Yo hace unos días me tropecé con un viejo amigo que, por asuntos políticos, creo, y digo creo porque yo jamás he usado las redes sociales para agredir o responder a las agresiones de nadie, me eliminó de su perfil. Cuando eso ocurrió él juro públicamente que “en lo que me viese” me iba a decir de todo. Me vio… pero unos escasos 5 segundos, porque eso fue lo que tardó su mirada en clavarse en el asfalto e ignorar mi llamado.

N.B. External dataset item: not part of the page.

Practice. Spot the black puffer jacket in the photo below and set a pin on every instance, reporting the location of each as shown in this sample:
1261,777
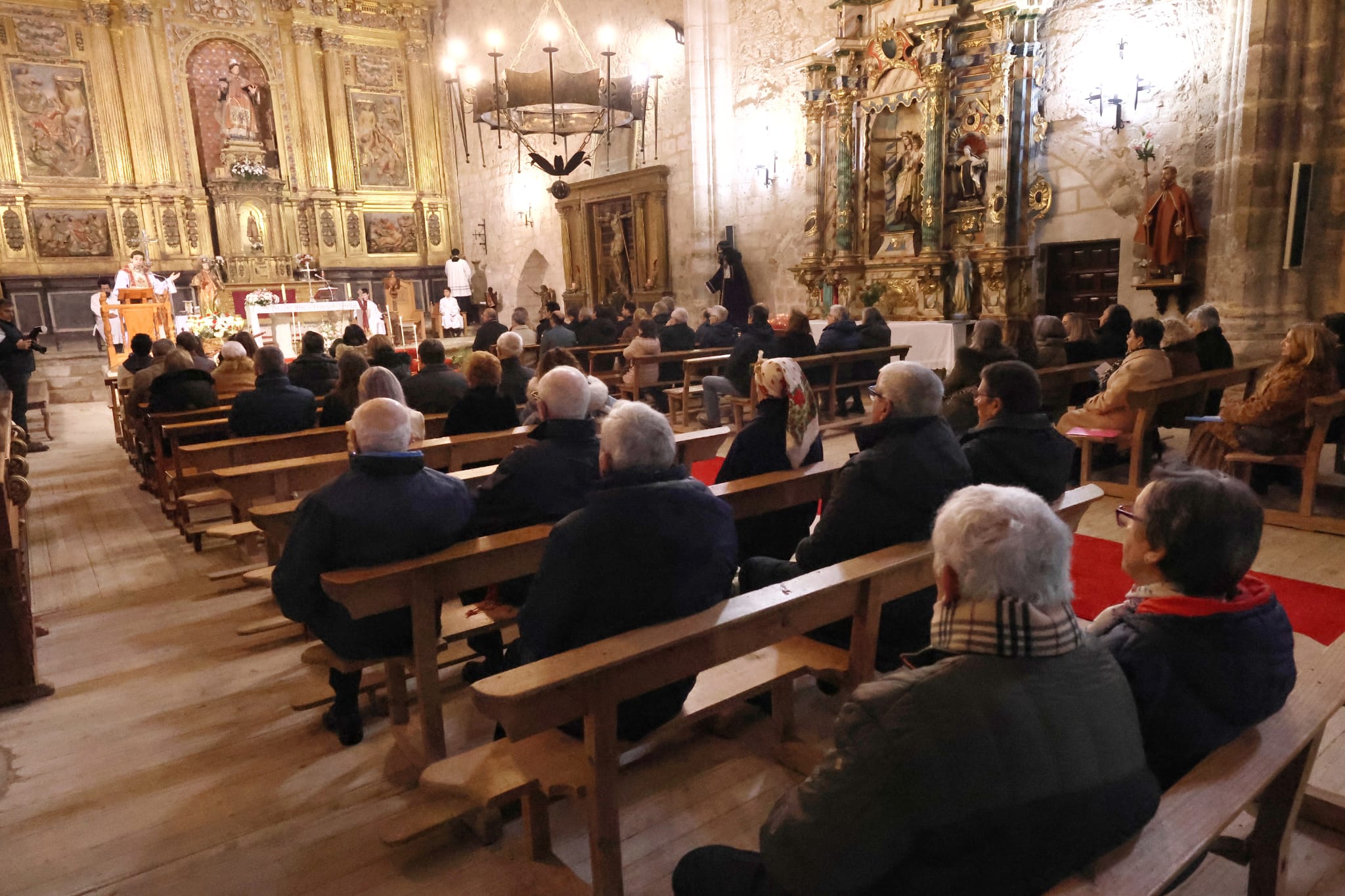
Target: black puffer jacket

¿Hasta dónde llega “la agresividad” 2.0? ¿Qué busca? ¿Qué la determina? ¿Es el primer paso antes de querer quemar gente por ahí? ¿Puede el contacto visual, auditivo, táctil, calmar el odio o lo acrecienta aún más?¿Qué se hace en estos casos?

Más o menos en la misma tónica, y mucho antes de que los crímenes políticos se normalizaran, tuve estudiantes que pasaron semanas en completo silencio y el día de las asignaciones me entregaron sus trabajos metidos en sobres, carpetas, etc., “y por fa no le vaya a decir a nadie, profe”:

¿Decir qué? Que ellos piensan de tal, o cual manera. ¿Cuándo nos empezó a dar miedo eso?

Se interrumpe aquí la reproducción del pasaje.